If we’re going to be bought off with prezzies, I don’t think we should come cheap.
Word on the street says Westbank is considering further sweetening the pot with several units of seniors’ housing in the building. Word even has it that some of those units will be specifically designated for queer seniors. Throw that in and you’ve got yourself a deal.
“Personally, I say build it,” says Tony Correia, who’s working with the OUR Spaces group to build a multipurpose queer community centre.
“As a renter, we need more apartment buildings,” he says. And giving Qmunity the space it needs won’t interfere with the pursuit of an equally needed multipurpose queer centre, he notes.
“It’s a win for everybody,” Breakspear agrees.

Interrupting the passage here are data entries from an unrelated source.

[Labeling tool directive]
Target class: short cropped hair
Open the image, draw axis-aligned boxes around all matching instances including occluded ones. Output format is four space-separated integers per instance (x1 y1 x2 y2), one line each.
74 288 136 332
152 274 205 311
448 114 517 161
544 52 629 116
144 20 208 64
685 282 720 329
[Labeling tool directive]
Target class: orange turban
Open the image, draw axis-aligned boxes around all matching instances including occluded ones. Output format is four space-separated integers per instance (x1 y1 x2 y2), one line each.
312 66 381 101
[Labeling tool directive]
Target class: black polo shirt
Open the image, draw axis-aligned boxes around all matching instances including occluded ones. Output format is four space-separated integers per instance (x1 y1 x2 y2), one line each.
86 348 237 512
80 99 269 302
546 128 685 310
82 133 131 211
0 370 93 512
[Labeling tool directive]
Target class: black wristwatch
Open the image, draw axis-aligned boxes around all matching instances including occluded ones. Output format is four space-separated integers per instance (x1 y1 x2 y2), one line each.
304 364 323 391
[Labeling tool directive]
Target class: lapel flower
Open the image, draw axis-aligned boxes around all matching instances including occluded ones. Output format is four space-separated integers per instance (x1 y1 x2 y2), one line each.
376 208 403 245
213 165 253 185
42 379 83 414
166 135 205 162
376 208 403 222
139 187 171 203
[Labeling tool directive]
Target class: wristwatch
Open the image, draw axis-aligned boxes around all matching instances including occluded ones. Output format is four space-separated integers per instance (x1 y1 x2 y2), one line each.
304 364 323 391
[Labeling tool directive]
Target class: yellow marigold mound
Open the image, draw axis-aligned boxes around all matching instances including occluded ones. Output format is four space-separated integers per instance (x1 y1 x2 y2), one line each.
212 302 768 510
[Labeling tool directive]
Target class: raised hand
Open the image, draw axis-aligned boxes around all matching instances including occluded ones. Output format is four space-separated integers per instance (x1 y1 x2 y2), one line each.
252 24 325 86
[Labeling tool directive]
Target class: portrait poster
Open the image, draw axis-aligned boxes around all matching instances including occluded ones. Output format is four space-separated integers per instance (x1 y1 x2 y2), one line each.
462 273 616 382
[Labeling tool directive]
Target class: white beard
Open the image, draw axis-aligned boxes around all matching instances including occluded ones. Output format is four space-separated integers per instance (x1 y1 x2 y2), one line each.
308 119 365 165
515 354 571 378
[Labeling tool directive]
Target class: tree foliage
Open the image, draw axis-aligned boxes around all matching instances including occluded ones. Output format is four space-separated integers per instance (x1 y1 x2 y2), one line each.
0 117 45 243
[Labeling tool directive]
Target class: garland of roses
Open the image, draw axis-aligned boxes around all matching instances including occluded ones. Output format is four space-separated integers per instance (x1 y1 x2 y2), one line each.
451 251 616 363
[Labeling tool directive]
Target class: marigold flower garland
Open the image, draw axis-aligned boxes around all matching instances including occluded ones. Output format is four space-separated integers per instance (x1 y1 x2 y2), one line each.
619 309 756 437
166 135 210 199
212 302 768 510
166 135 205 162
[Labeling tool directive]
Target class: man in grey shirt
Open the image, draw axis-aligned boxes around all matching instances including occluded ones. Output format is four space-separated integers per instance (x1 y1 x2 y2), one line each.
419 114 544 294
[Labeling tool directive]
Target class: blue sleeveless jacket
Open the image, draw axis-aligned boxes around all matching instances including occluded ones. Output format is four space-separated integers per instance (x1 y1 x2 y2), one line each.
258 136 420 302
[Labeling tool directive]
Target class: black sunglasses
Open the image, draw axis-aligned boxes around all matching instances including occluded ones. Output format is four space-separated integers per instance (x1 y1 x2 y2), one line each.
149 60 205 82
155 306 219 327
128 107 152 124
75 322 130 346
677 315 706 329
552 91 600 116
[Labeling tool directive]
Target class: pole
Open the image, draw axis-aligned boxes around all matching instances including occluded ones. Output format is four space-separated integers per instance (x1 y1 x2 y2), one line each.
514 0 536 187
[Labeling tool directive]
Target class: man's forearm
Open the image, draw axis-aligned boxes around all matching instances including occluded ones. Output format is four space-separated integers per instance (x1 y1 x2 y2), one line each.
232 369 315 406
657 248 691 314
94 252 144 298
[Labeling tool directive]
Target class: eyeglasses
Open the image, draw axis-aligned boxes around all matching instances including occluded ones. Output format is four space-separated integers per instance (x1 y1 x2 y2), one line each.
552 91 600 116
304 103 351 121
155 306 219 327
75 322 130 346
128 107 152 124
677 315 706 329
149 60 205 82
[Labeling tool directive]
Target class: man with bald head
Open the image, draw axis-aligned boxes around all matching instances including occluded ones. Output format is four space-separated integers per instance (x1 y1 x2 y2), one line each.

Qmunity and OUR Spaces are collaborating to support each other’s searches for space. And someday, Breakspear says, maybe Qmunity can move into a wing of the new multipurpose queer centre. “I just see wonderful potentials and synergies,” she says.
So do I.
So, step one: get ready to support Qmunity and the Westbank proposal for Comox St in public hearings.
Step two: go to OUR Spaces’ annual general meeting Apr 19 and join the search for our new community hub.
“We need a gay Roundhouse,” Correia says. Something with performance space, recreational space, a fitness area, room for same-sex ballroom dances and “a home for all our theatre companies that have no home.”
Three floors in a high rise is an excellent start. A multipurpose queer centre that we can call our own — that will be entirely “run by us, mandated by us” — is my long-term goal. Neither takes away from the other. Let’s make both a reality.